During its last meeting, council discussed House Bill 1649 that would provide for the fluoridation of public water. According to a description on the meeting agenda, it would apply to public water suppliers with 500 domestic connections or more. It would require the supplier to add a measured amount of fluoride to the water supply.
According to the agenda, the bill was introduced in 2007 and is currently in the appropriations committee.
“This would have a negative financial effect on the borough that would have to be passed on to the ratepayers,” the agenda notes.
Borough manager Dan Close said council has asked for a resolution stating its position on water fluoridation to be sent to legislators. It would possibly be voted on in January.
Close said he will write the resolution opposing fluoridation, but, until it’s voted on, council’s position can’t be stated officially.
“Until they make a decision there is no decision,” he said.
However, at least one council member, Brian Laverty, is opposed to fluoridation.
“Number one, it would be an unfunded mandate which would cost the community,” he said, when asked for comment. “Moreover, from a scientific standpoint, there are a lot of people who say fluoride will not prevent tooth decay. Studies show that those countries in Europe after World War II that never had fluoride in their water supply, their decrease in dental decay went down the same rate as the U.S., which started using fluoridation. The reason for the similar correlation of the decrease has been because there’s just been better basic dental health and practices after World War II.”
He said he would vote for the resolution.

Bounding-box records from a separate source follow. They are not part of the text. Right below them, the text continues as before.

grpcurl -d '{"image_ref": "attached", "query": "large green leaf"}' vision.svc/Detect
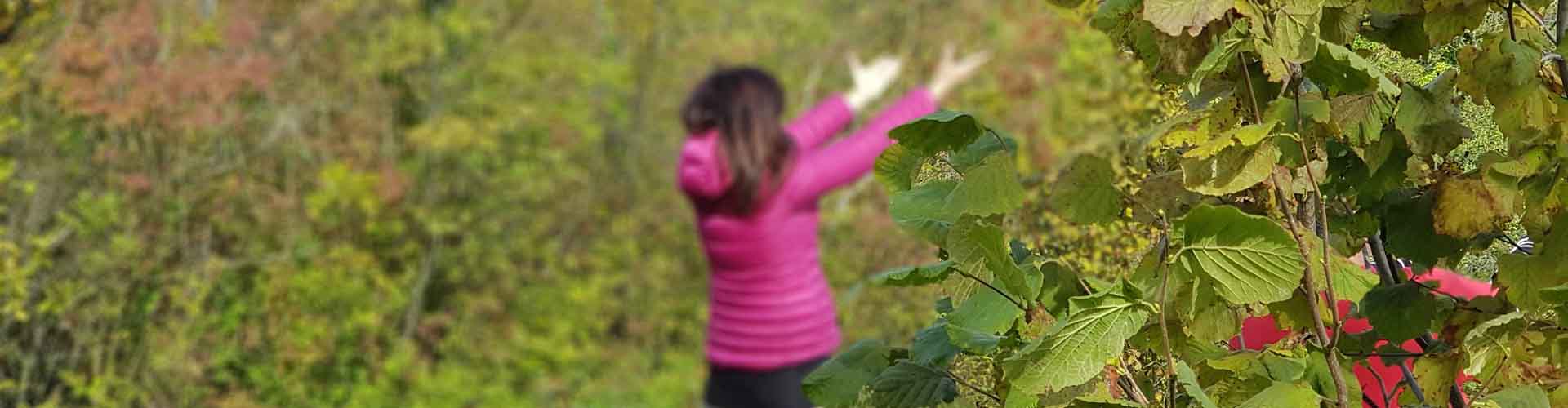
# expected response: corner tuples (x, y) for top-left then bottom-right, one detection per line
(1187, 20), (1251, 95)
(1319, 2), (1367, 44)
(944, 215), (1035, 301)
(1423, 0), (1490, 47)
(888, 180), (960, 245)
(1237, 383), (1322, 408)
(1181, 143), (1280, 196)
(872, 260), (953, 286)
(942, 151), (1024, 215)
(1143, 0), (1235, 36)
(801, 340), (892, 406)
(1178, 204), (1304, 304)
(1004, 281), (1152, 394)
(888, 110), (985, 155)
(1498, 212), (1568, 311)
(1272, 0), (1323, 64)
(1361, 282), (1438, 342)
(1383, 194), (1464, 265)
(872, 361), (958, 408)
(946, 281), (1024, 353)
(910, 318), (958, 367)
(1303, 41), (1399, 95)
(1394, 71), (1471, 155)
(1049, 155), (1121, 224)
(1176, 361), (1215, 408)
(1485, 384), (1552, 408)
(872, 143), (925, 193)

Laverty provided a letter from Dr. Paul Connett from “Fluoride Action Network.” It reads:
“While dentists in the U.S. continue to treat fluoride as if it only affects one tissue in the body (the teeth), researchers around the world continue to study fluoride’s effects on other areas in the body. Of particular concern is a growing number of studies suggesting that fluoride can interfere with the brain, particularly the developing brain of the fetus, infant, and toddler.”

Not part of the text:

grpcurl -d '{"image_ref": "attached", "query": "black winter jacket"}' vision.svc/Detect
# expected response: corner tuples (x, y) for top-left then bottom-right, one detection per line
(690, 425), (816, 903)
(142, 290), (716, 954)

In a letter to the editor published in “The Daily Review” last year, Close stated his position:
“All drugs have side effects and fluoride is no exception (just read the warning label on fluoride toothpaste). In a recent article in ‘Keystone Tap’ — a publication of Pa. rural water — it was noted that (according to the latest review from the U.S. National Research Council (NRC), exposure to fluoride may weaken bones, cause joint pain, disrupt the thyroid and damage the brain). It was also noted that even the American Dental Association recently issued an advisory that infants should not drink fluoridated water — due to the risk of developing dental fluorosis.
”From the point of unfunded government mandates, managers of water utilities constantly struggle to provide the highest possible quality product at the most reasonable cost,” his letter continued. “Who do you think is going to pay for not only the fluoride, but the system(s) necessary to introduce the appropriate dose of fluoride into a constantly fluctuating water supply?”

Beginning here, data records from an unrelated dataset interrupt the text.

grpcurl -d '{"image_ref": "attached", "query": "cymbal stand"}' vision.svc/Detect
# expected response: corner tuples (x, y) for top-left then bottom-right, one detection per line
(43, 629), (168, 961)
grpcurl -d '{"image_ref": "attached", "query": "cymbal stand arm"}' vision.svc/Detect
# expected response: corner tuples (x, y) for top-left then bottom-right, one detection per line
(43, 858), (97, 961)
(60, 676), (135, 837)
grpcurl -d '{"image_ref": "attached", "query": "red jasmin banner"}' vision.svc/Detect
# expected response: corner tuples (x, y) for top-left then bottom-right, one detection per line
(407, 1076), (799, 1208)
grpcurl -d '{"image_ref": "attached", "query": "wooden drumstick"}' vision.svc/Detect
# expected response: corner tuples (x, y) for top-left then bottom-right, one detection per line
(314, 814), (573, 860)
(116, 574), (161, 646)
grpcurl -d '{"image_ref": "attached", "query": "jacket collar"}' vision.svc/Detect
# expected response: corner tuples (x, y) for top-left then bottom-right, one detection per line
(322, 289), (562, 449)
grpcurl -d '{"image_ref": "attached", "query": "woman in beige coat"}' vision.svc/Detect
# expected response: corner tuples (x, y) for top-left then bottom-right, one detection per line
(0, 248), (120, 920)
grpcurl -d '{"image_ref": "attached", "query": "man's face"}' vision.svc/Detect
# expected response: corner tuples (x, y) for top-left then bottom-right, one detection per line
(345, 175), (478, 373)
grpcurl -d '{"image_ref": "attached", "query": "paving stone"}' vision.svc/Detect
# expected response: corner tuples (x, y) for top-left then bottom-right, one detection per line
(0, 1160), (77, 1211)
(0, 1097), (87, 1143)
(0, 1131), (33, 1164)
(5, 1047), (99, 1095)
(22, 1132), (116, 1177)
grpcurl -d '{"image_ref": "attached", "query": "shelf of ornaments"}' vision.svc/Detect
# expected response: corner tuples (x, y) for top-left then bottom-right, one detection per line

The copy of the House bill notes that the Centers for Disease Control has lauded community water fluoridation as “one of the ten most significant public health achievements of the 20th century.”
It says the proposed act, which would be called the Community Water Fluoridation Act, is meant to be a preventive measure to reduce dental disease and contain health care costs.
“This act will benefit all Pennsylvanians, especially those who do not have regular dental care,” the bill reads. “This act will also help to reduce the 52,000,000 hours lost by children who miss school due to toothaches and other oral health complications.”